P oucos textos na história da literatura têm uma fortuna crítica tão grande quanto a história do homem que chega "diante da lei" e ali permanece durante toda a vida, proibido de passar por um guardião. Trecho central de "O Processo", de Franz Kafka, a narrativa é assim explicada por Roberto Calasso em "K." (Cia. das Letras, trad. Samuel Titan Jr., 296 págs., R$ 46), ensaio publicado em 2002 sobre o escritor tcheco e agora lançado no Brasil: "São muitos os comentários e glosas da história (...). A mais longa e convincente foi escrita pelo próprio Kafka -e chama-se "O Castelo". Para entendê-la, é preciso substituir na história a palavra "lei" pela palavra "castelo". E então ler "O Castelo"." Há talvez algo de contraditório em um projeto analítico que, ao ser lido, sugere que se retorne à obra interpretada para "entendê-la": nada contra, na verdade, esse caminho de retorno, que pode ser muito eficaz. Mas fica a desconfiança de que a frase de efeito se esgota no efeito e que, efetivamente, a obra de um autor como Kafka continua bastante resistente à crítica.
Na prática, ela está sujeita com muita freqüência a leituras estapafúrdias, nas quais tudo é alegoria de tudo, ou a paráfrases construídas com maior ou menor grau de sofisticação, em que enredos são rearranjados e recontados na tentativa de, com isso, iluminar aspectos até então despercebidos.
É claro que a segunda opção deve ter um rendimento maior. O problema é que, no caso de Kafka, há uma compulsão quase irresistível em aliar a isso o confronto com as cartas e os diários e a tomá-los não "apenas" como construções literárias mas como balizas a guiar a compreensão, como se fosse possível a todo instante reescrever "O Outro Processo" [ed. Garamond], de Elias Canetti.

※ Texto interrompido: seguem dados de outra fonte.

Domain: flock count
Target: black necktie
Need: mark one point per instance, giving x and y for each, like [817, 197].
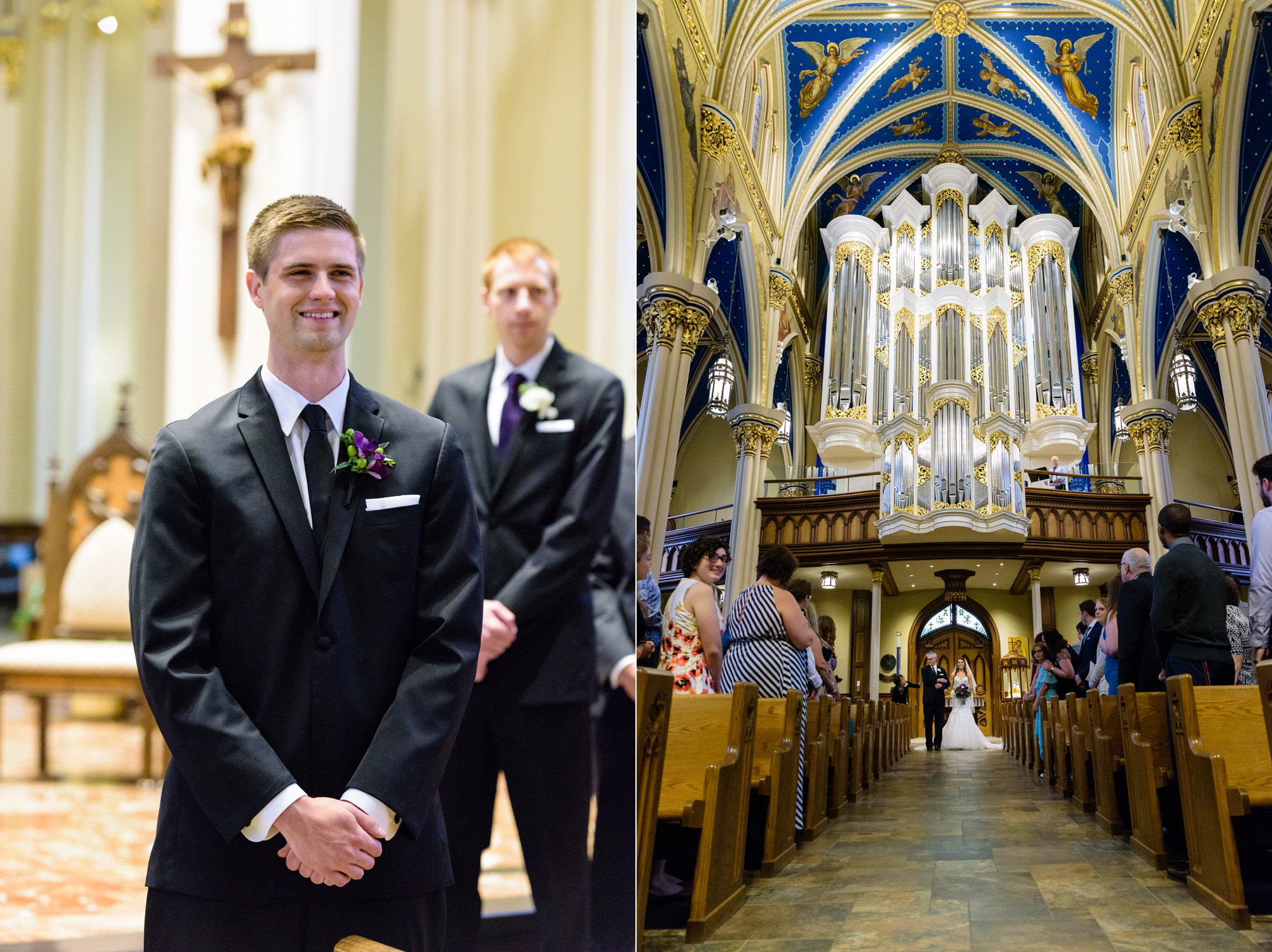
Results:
[320, 462]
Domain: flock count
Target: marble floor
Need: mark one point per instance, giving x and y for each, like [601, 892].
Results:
[73, 853]
[967, 852]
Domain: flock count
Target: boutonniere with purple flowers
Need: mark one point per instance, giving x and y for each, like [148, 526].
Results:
[539, 400]
[363, 456]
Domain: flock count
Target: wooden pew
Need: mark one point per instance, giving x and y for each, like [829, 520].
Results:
[707, 784]
[1222, 775]
[817, 757]
[1081, 748]
[653, 715]
[1107, 761]
[775, 774]
[838, 785]
[857, 748]
[1145, 745]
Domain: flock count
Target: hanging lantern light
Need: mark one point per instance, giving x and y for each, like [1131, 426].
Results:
[784, 434]
[1184, 378]
[721, 387]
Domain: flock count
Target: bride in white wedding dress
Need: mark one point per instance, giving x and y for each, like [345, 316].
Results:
[961, 731]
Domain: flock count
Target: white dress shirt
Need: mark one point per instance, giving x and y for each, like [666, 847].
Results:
[288, 404]
[504, 368]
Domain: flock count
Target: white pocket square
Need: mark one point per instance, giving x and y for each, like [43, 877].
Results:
[391, 503]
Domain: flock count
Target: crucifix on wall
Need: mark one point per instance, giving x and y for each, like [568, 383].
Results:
[228, 79]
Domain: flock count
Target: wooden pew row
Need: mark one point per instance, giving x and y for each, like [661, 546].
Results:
[653, 710]
[707, 784]
[775, 774]
[1107, 761]
[1145, 745]
[1222, 775]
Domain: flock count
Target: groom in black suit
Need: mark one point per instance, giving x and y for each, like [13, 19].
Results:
[306, 638]
[936, 682]
[543, 433]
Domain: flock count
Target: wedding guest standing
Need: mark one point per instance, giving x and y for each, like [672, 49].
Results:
[769, 635]
[543, 434]
[691, 647]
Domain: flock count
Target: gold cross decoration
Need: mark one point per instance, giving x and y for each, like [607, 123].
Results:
[228, 79]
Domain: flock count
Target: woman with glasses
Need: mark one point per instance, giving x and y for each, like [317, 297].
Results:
[768, 640]
[691, 624]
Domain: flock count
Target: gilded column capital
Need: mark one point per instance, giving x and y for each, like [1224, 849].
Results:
[717, 135]
[1185, 132]
[812, 371]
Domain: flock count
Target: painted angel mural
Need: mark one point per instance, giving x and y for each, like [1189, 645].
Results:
[1049, 188]
[827, 60]
[1068, 62]
[854, 190]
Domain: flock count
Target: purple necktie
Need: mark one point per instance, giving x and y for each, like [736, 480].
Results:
[512, 414]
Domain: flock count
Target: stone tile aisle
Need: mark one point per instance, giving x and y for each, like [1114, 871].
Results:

Um dos pontos que complicam o livro de Calasso é esse. Ele até constrói argumentos interessantes, principalmente no início do volume, quando tenta demonstrar que "O Processo" e "O Castelo" são romances muito próximos (no primeiro, Josef K. desejaria subtrair-se à "eleição"; no segundo, K. desejaria a "eleição": "ser escolhido, ser condenado: duas modalidades do mesmo procedimento"), ou em suas aproximações entre as várias mulheres retratadas nos textos e ao analisar como, com elas, o escritor engendra situações de carga erótica intensa.

Exagero
Mas o fato é que há muito exagero nas relações entre ficção e biografia ("... Nesses termos Kafka falava de seu porão a Felice, para assustá-la; e nesses termos Pepi falava do quarto das moças a K., para atraí-lo"; ou "a situação de Josef K. no início do processo é muito semelhante à de Franz Kafka na primavera de 1908...").
Outro ponto problemático (mas admito que isso pode ser cisma do leitor, aliás responsável pelo grifo abaixo) é o surgimento, vez ou outra, de frases como: "O objeto sobre o qual Kafka escreve é a massa da potência, ainda não dissociada, separada em seus elementos. É o corpo informe de Vrtra, que contém as águas, antes que Indra o trespasse com o relâmpago." De modo geral, o texto é sóbrio, erudito e monótono. Falta a ele o deslumbramento de um Canetti, no ensaio citado acima, ou a inventividade e graça de um Nabokov, que tratou de Kafka em suas "Lectures on Literature": isso para mencionar dois dos poucos outros autores a quem Calasso recorre com "admiração" no estudo (Musil também aparece na lista).
A críticos, quase não há referências, destacando-se uma, bastante irônica, a Benjamin e Adorno. O livro, contudo, tem seus méritos. Entre eles, talvez o principal seja provocar uma imensa vontade de reler Kafka, o que, no final das contas, não é pouca coisa.


ADRIANO SCHWARTZ é professor na Escola de Artes, Ciências e Humanidades da USP.